Best raid configuration for my setup (HDD/SSD)

Suertzz

Member
Jan 4, 2021
13
3
8
Hello,

I would need your recommendations on what type of raid would be the best for my PBS install, I planned to use ZFS.

Server hardware :

- 64Go RAM
- 24x 8To (HDD, 7,2k)
- 2x 1To (Sata SSD), for the OS.

For the OS, I guess I will use raid-1 on both SSD (2x 1To)

Regarding the storage of backups, this is where it gets complicated :

- 21x HDD on raidz3, and 3 hot spare HDD (fault tolerance is 3 disk only at the same time)
- I don't know if it's possible with zfs but 4 x [RAIDZ-2 with 6disk], 0 hot spare ?

I need approximately ~ 140TB.

Since it is about spinning disks, I understood that it was possible to significantly increase performance by adding a Special Device, is it possible to use the unused space on the OS disk (2x 1TB SSD) ?

Thank you for your recommendations.
 
Last edited:
Hello,

I would need your recommendations on what type of raid would be the best for my PBS install, I planned to use ZFS.

Server hardware :

- 64Go RAM
- 24x 8To (HDD, 7,2k)
- 2x 1To (Sata SSD), for the OS.
Thats alot of storage for that less RAM. Rule of thumb would be 4GB + 1GB RAM per 1TB of raw storage for the ARC. So that would be 198GB RAM for just for ZFS. It will run with less RAM but the more RAM you allow ZFS to use, the faster your pool will be. With so many HDDs you should also consider using some mirrored SSDs as special device so metadata can be stored on the SSDs what will speed up things like listing folders and offload alot of IOPS from the HDDs.
For the OS, I guess I will use raidz-1 on both SSD (2x 1To)
Raidz1 (what is like raid5) needs atleast 3 drives. So I think you mean a normal raid1 what is called a "mirror" in ZFS terminology.
Regarding the storage of backups, this is where it gets complicated :

- 21x HDD on raidz3, and 3 hot spare HDD (fault tolerance is 3 disk only at the same time)
- I don't know if it's possible with zfs but 4 x [RAIDZ-2 with 6disk], 0 hot spare ?

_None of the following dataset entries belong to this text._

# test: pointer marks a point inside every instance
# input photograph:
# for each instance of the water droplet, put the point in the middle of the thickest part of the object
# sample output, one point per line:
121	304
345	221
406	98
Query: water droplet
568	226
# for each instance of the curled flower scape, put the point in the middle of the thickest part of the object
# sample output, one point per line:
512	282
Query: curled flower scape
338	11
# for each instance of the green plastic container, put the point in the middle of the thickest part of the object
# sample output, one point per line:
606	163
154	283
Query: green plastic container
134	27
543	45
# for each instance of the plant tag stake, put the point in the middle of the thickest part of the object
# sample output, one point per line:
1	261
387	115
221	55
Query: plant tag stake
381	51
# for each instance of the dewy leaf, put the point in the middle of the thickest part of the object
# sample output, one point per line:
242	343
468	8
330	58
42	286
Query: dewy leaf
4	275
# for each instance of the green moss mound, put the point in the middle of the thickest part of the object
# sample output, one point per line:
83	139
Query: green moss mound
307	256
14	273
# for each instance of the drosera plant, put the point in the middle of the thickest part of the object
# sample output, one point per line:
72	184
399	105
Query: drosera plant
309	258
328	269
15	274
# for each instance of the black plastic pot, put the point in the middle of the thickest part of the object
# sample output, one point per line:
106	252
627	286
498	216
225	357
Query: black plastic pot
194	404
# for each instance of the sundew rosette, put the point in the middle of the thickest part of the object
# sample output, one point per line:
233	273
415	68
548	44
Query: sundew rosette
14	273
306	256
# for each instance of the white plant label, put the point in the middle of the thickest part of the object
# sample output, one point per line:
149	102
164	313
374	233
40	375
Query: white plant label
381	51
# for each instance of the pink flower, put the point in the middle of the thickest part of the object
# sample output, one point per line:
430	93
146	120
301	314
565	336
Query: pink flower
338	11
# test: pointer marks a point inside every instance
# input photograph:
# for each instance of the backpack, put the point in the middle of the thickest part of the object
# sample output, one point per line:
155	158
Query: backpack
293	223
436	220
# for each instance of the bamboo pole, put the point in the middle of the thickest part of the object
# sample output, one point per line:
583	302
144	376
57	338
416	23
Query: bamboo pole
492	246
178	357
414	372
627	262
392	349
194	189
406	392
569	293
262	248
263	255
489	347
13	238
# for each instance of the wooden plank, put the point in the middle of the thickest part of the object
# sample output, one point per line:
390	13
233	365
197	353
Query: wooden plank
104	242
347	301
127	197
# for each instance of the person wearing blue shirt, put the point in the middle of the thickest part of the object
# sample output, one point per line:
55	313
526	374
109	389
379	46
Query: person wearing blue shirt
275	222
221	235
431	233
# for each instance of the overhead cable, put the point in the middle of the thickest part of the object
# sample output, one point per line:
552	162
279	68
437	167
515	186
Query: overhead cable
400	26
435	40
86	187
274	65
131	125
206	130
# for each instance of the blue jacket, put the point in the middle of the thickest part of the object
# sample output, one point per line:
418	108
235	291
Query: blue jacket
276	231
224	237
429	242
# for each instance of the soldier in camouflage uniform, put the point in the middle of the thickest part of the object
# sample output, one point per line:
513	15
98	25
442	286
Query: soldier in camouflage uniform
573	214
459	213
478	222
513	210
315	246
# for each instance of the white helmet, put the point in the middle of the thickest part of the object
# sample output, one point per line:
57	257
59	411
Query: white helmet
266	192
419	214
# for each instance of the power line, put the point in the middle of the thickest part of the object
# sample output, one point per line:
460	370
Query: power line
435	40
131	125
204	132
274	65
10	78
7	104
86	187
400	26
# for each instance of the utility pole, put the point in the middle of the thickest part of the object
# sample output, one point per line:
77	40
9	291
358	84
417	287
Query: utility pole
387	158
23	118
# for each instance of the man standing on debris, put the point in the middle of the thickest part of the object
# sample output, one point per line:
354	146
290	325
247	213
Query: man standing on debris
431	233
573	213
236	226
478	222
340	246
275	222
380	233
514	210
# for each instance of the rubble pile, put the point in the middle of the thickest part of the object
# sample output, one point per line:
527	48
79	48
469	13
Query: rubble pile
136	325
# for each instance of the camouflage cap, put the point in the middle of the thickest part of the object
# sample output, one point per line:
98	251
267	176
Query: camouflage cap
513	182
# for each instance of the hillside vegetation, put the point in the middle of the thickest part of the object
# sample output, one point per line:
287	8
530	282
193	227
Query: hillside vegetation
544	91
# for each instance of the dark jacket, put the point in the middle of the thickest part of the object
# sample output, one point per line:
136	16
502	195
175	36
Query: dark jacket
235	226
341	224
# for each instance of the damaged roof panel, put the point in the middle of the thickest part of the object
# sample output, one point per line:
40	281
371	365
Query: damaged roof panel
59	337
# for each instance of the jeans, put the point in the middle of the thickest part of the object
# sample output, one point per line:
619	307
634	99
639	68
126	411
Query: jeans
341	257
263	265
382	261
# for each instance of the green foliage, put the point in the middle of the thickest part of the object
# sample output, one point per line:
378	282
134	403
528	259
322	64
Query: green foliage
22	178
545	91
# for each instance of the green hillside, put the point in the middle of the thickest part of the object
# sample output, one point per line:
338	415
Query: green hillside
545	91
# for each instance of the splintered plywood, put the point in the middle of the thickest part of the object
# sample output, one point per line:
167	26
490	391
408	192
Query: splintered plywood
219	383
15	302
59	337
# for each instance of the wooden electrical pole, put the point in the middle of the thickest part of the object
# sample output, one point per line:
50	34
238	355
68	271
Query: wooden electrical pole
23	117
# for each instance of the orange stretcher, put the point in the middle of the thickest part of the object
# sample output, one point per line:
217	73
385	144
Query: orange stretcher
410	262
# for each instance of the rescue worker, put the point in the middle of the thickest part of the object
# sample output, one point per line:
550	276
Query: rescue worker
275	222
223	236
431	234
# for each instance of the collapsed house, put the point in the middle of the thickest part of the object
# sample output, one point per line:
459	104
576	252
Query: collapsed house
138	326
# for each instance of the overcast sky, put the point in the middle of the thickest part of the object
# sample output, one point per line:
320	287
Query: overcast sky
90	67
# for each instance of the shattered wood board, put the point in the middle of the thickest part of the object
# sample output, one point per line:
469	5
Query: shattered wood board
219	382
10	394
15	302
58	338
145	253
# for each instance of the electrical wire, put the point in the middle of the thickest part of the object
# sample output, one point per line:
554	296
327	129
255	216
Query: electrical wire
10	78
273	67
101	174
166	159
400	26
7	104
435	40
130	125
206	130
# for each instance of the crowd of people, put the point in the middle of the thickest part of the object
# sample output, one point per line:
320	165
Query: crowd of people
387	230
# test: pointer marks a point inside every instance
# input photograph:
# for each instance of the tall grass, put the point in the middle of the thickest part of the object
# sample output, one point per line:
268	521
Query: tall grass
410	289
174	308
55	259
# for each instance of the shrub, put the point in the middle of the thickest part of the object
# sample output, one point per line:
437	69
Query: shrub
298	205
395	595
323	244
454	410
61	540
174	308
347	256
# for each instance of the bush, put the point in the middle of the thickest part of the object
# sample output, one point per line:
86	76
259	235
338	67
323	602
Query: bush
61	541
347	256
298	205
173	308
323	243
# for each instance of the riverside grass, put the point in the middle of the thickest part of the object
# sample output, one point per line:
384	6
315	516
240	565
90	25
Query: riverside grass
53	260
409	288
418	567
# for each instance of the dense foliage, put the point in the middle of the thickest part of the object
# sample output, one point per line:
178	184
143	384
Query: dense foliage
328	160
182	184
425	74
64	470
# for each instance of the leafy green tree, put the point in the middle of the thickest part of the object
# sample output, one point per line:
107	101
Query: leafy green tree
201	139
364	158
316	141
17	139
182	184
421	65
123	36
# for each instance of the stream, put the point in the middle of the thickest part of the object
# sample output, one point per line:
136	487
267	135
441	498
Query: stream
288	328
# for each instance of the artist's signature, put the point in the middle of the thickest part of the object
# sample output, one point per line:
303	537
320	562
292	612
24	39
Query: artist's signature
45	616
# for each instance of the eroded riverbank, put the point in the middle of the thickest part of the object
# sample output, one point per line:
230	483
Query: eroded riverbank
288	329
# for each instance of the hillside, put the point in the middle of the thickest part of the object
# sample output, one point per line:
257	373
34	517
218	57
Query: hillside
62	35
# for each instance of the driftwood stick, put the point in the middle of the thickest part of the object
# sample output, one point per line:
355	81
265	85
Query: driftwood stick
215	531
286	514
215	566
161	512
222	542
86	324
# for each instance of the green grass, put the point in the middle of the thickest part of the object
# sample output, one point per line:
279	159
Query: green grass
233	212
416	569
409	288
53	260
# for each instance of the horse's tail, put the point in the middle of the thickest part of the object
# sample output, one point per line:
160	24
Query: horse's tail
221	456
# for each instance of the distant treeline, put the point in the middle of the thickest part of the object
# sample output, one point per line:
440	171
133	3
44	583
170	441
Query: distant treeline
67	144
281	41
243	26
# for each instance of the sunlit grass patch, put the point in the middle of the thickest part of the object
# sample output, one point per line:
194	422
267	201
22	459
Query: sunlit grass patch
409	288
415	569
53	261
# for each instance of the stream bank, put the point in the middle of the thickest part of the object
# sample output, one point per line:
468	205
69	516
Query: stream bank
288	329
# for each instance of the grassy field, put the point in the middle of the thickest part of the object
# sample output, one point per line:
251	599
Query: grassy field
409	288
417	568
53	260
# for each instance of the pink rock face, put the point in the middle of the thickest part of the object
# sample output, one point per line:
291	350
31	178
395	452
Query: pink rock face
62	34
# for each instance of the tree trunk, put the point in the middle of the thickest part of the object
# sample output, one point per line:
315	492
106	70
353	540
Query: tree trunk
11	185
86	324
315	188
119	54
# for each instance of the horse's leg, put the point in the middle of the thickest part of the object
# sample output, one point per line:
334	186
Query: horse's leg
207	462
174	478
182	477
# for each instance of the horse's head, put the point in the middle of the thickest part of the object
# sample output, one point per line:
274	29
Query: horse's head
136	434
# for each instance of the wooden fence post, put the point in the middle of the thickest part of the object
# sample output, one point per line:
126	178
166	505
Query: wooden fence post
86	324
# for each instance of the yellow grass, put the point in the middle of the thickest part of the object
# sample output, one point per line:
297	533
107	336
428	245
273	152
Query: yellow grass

I need approximately ~ 140TB.
You can stripe multiple smaller raidz2s. And I think that would be a good idea.
First PBS needs alot of IOPS and 21 HDDs in raidz3 can'T handle more IOPS than a single HDD. A single HDD might even be faster. With 24 drives at 4x raidz2 striped together you atleast get the IOPS performance of 4 HDDs. Its by the way recommended to only use SSDs because HDDs are so slow at reading/writing random IO. Your backups will be splitted into millions of small chucks and then be deduplicated so if you start some tasks like the garbage collection or a verify job PBS needs to check and open millions of small files and HDDs are really bad at that. So if you got an 400GB image of a virtual disk that isn't a single big file that can be read sequentially (where HDDs would be good at) but instead you got 100000x 4MB chunks that are more or less random reads (where HDD are really bad at) because they are spread across all disks. ZFS also doens't support defrag, so reads will get more random over time.
The second thing is that it might take weeks to resilver your pool if a single HDD fails. While the resilvering is running your pool will get unusable slow and your HDDs are tortured 24/7 making it more likely that another disk will fail which would force you to start all over again which makes it more likely that another disk might fail and so on. Resilvering smaller raidzs that are striped together should be way faster so you get less downtime and drives are less likely to fail at the same time. You should do some resilvering tests with testdata before using that pool in production. It isn'T unusual that resilvering can be as slow as 5MB/s. If you need to resilver a 21x 8TB raidz3 that are 168 TB (but only 115-130TB usable because ZFS in general need 10-20% free space to work properly because it is copy-on-write or it gets slow until it finally switches into panic mode where it gets terrible slow). 168TB / 5MB/s = 407 days to resilver. If you stripe multiple smaller raidz2 that is way faster because you only need to resilver 48 TB. And resilvering a raidz2 should be faster than a raidz3 because the parity data calculations are less complex.
Since it is about spinning disks, I understood that it was possible to significantly increase performance by adding a Special Device, is it possible to use the unused space on the OS disk (2x 1TB SSD) ?
Keep in mind that all data on all 24 HDDs is lost as soon as both SSDs die. So you should mirror atleast 3 or better 4 SSDs so that this matches the redundancy of your raidz2 or raidz3. And also keep in mind that a special device can't be removed. Once you add it can't be removed without destroy the complete pool with all data on it. It should be possible to use a partition as a special device so you could use the same SSD that you use for your OS but I don't think that is a good idea. It would make it harder to replace a failing special device SSD because you would always need to manually partition it, writing the bootloader to it and so on.
 
Last edited:
  • Like
Reactions: Suertzz and UdoB
Hi,

Thank you for all these details :D

Thats alot of storage for that less RAM. Rule of thumb would be 4GB + 1GB RAM per 1TB of raw storage for the ARC. So that would be 198GB RAM for just for ZFS. It will run with less RAM but the more RAM you allow ZFS to use, the faster your pool will be.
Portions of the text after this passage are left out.